SRI LANKA: Risks to civilians still “extremely high” - top UN official
UN Emergency Relief Coordinator John Holmes
BANGKOK, 24 April 2009 (IRIN) - UN Emergency Relief Coordinator John Holmes told IRIN there were still tens of thousands trapped in a pocket of fighting in northeastern Sri Lanka: “There may be as many as 50,000 or possibly even more people still left there," adding that heavy weapons were still being used by both sides.
"The risks to these people are extremely high. That is our main concern."
To address that, efforts are now under way to dispatch a humanitarian team to the combat area to assess the situation and enable more aid to get in.
"We have an agreement in principle with the government of Sri Lanka, but it hasn't happened yet," Holmes said. "The conditions need to be created to make that possible," he said.
Since 20 April, about 140,000 Tamil civilians have fled combat areas in the north, government sources say, leaving international and Sri Lankan relief agencies in government-controlled areas struggling to cope.
According to the UN Office for the Coordination of Humanitarian Affairs (OCHA), more than 80,000 internally displaced persons (IDPs) were already being accommodated in various sites, primarily schools, in and around Vavuniya, Mannar and Jaffna districts.
Meanwhile, fighting was being reported in the village of Valayanmadam in Mullaitivu District, with civilians being moved to the south of the conflict zone,” OCHA said.

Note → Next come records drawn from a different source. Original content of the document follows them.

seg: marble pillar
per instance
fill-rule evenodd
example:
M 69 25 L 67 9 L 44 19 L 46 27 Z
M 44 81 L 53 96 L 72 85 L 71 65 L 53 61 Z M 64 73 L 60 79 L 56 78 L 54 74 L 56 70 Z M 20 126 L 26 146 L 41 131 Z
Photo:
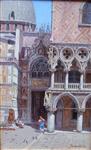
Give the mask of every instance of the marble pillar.
M 65 89 L 66 90 L 68 89 L 68 80 L 69 80 L 69 73 L 66 72 L 66 75 L 65 75 Z
M 54 132 L 55 130 L 55 115 L 53 112 L 47 114 L 47 130 L 48 132 Z
M 54 87 L 54 72 L 51 72 L 51 88 Z
M 83 126 L 83 112 L 79 112 L 77 116 L 77 131 L 81 132 Z
M 80 76 L 80 89 L 83 89 L 83 73 Z

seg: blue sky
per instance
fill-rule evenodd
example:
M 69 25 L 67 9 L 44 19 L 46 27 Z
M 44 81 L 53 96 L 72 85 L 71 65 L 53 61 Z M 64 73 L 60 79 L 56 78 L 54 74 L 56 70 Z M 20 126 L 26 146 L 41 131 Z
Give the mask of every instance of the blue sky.
M 33 0 L 33 4 L 37 27 L 44 24 L 51 26 L 51 0 Z

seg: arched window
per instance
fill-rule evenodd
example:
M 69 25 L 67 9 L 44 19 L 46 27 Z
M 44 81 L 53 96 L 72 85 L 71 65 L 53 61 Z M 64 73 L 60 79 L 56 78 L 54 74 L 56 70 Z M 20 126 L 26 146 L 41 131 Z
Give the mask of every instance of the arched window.
M 43 58 L 37 60 L 31 70 L 32 78 L 46 78 L 49 77 L 49 65 Z
M 69 82 L 79 83 L 80 82 L 80 72 L 76 70 L 69 71 Z
M 82 23 L 91 24 L 91 3 L 86 2 L 82 11 Z

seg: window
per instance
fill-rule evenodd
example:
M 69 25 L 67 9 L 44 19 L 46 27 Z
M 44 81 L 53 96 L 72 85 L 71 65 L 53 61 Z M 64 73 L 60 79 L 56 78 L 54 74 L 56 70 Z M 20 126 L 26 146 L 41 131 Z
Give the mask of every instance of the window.
M 77 110 L 74 102 L 72 102 L 72 120 L 77 120 Z
M 37 60 L 32 66 L 31 76 L 33 78 L 49 77 L 49 66 L 46 60 Z
M 91 24 L 91 3 L 87 2 L 82 10 L 82 24 Z
M 69 82 L 70 83 L 79 83 L 80 82 L 80 72 L 72 70 L 69 72 Z

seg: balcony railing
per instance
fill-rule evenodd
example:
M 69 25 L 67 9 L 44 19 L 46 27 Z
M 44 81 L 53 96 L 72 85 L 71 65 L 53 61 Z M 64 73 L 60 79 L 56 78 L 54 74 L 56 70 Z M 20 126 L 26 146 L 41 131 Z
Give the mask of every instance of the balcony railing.
M 0 63 L 15 63 L 18 64 L 18 60 L 15 57 L 0 57 Z
M 64 90 L 65 84 L 64 83 L 54 83 L 55 89 Z M 67 90 L 79 90 L 80 89 L 80 83 L 68 83 L 68 89 Z M 91 90 L 91 83 L 83 83 L 83 88 L 80 90 Z

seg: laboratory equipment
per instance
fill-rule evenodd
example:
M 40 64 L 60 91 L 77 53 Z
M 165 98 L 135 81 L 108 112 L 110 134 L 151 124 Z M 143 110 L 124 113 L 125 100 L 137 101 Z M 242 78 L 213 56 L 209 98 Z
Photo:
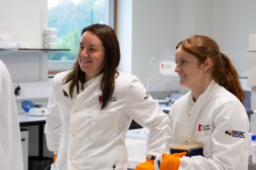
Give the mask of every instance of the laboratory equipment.
M 29 116 L 40 117 L 45 116 L 46 108 L 41 104 L 34 105 L 32 101 L 23 100 L 21 106 L 25 113 Z
M 30 108 L 28 111 L 29 116 L 41 117 L 45 116 L 46 108 L 42 107 L 41 105 L 35 105 L 33 108 Z
M 21 108 L 25 113 L 28 113 L 30 109 L 32 107 L 34 107 L 34 103 L 32 101 L 23 100 L 21 101 Z
M 256 135 L 251 136 L 252 162 L 256 164 Z
M 170 149 L 171 154 L 186 151 L 186 156 L 203 156 L 203 147 L 201 144 L 195 145 L 172 145 Z
M 147 70 L 148 92 L 178 91 L 180 86 L 175 67 L 174 51 L 165 49 L 153 55 Z

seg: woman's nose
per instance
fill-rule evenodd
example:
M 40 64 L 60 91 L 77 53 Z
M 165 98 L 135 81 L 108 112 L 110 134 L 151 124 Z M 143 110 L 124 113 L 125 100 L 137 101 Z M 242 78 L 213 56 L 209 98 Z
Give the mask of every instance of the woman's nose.
M 83 57 L 83 56 L 88 56 L 88 53 L 87 53 L 87 50 L 86 49 L 86 48 L 85 48 L 83 51 L 82 51 L 82 53 L 81 53 L 81 56 Z
M 176 66 L 175 67 L 174 71 L 176 72 L 176 73 L 178 73 L 178 72 L 179 72 L 180 71 L 180 67 L 179 67 L 179 65 L 177 64 L 176 64 Z

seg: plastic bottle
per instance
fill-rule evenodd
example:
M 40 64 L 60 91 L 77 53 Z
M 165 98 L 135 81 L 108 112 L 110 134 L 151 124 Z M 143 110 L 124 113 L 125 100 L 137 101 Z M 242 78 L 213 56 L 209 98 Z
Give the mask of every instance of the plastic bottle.
M 252 162 L 256 164 L 256 135 L 251 136 Z

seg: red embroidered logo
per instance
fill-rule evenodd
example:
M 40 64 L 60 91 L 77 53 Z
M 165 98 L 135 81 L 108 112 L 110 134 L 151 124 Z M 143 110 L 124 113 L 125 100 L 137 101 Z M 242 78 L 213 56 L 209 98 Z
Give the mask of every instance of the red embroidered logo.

As aid workers grapple with the growing number of displaced, OCHA reports that aid agencies have received less than one third of the US$155 million appealed for in February to meet an anticipated increase in the number of people fleeing the conflict.
Although food is relatively well-funded, other sectors such as health, water and sanitation, shelter and education are significantly under-funded.
"I think that donors will respond now," Holmes said, noting, however, that funding was also connected to conditions inside the camps or sites where those who have fled are now staying.
"We have to be sure that the camps and the conditions in which people are being held over time correspond properly to international standards and principles in order for the funding for us to be there," he said.
Foreign Minister Rohitha Bogollagama said on 24 April that the government was expecting another 15,000-20,000 civilians still in the conflict area to come out.